AARP Hearing Center
Alison Lolley implored members of Congress on Thursday to reform the nursing home industry so that others can avoid the way her mother, who died in April from COVID-19, spent her last days.
"The fact is, my family was robbed,” said Lolley, whose mother, Cheryl, died in a nursing home in Monroe, Louisiana. “Mama was trapped in a petri dish, and we were shut out. Mama died alone, and our family will forever be scarred by this tragedy.”
Lolley was one of several people who've been touched by the pandemic or who've researched the way nursing homes have dealt with the illness who spoke to the House Select Subcommittee on the Coronavirus Crisis during a virtual briefing on Thursday. For Lolley, remembering the lack of communication about how the illness was hitting her mother's nursing home and the quick deterioration of her condition brought her to tears.
"She complained of lack of care, attention and manhandling from people in her room who she did not recognize,” Lolley said. Sometimes, she added, her mother went entire days with no food. Many of these issues began, Lolley said, after a nursing home employee tested positive for coronavirus.
The pandemic has ravaged nursing homes across the country, killing more than 44,000 long-term care residents and staff, representing over a third of the nation's known coronavirus deaths. But one researcher who spoke to the House subcommittee disputed reports that the coronavirus has been more prevalent in low-quality nursing homes than those with high ratings from the federal government.

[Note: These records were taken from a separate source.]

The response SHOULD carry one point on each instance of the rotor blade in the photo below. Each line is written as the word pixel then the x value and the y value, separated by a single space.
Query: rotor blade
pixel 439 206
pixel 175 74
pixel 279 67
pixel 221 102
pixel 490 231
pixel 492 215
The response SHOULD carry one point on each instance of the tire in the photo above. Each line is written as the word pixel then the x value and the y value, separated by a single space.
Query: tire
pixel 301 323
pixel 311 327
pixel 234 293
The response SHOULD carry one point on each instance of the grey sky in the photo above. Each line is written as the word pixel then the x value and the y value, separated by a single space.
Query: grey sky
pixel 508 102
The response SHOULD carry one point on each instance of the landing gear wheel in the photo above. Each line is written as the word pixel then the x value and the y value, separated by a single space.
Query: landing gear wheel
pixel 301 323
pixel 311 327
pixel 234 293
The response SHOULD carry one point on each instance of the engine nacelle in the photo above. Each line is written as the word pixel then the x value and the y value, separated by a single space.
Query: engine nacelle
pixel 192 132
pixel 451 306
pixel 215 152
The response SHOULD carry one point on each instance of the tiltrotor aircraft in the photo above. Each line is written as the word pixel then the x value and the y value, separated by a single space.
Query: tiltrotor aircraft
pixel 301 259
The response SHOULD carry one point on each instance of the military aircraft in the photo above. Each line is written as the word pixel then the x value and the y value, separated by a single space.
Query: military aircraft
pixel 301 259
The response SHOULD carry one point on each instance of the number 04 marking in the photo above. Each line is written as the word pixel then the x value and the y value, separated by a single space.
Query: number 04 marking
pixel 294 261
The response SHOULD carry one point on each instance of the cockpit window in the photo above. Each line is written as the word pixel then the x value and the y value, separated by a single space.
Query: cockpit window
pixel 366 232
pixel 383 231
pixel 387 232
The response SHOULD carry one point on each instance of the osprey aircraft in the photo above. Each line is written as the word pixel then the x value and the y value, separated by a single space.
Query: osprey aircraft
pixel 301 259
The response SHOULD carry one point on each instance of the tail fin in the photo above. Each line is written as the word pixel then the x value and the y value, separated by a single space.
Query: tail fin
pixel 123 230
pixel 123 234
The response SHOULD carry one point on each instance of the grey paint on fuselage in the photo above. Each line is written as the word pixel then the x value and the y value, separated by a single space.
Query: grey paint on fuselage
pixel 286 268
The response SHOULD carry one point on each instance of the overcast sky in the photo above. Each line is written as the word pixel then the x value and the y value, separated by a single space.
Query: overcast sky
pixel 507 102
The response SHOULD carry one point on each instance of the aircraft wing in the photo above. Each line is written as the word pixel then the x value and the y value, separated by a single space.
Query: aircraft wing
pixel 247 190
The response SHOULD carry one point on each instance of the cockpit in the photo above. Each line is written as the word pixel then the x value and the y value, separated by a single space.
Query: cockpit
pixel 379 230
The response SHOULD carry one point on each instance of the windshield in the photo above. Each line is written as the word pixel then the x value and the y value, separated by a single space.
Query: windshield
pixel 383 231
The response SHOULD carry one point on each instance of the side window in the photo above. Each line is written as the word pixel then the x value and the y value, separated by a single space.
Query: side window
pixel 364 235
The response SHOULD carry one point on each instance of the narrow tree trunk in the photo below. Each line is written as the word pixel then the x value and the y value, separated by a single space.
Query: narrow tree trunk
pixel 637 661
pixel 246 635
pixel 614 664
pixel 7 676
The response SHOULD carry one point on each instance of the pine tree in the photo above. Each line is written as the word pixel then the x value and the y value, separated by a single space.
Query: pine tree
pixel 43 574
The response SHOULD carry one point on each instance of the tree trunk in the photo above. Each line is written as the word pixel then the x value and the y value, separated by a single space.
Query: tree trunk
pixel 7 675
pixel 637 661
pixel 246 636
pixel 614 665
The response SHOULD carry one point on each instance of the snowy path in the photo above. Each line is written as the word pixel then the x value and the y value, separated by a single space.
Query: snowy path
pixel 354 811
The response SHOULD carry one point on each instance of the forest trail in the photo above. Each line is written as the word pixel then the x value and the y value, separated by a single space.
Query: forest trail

"Cases are concentrated where COVID is present in the community,” said David Grabowski, a professor of health care policy at the Harvard Medical School. While visitors have been kept out of facilities in an effort to stem the spread, he said, “staff unknowingly bring the virus from the community into the facility. Until we get rapid and accurate testing for all staff and residents, we won't be able to contain COVID. We need a surveillance program that regularly tests staff and residents in order to identify new cases as they emerge."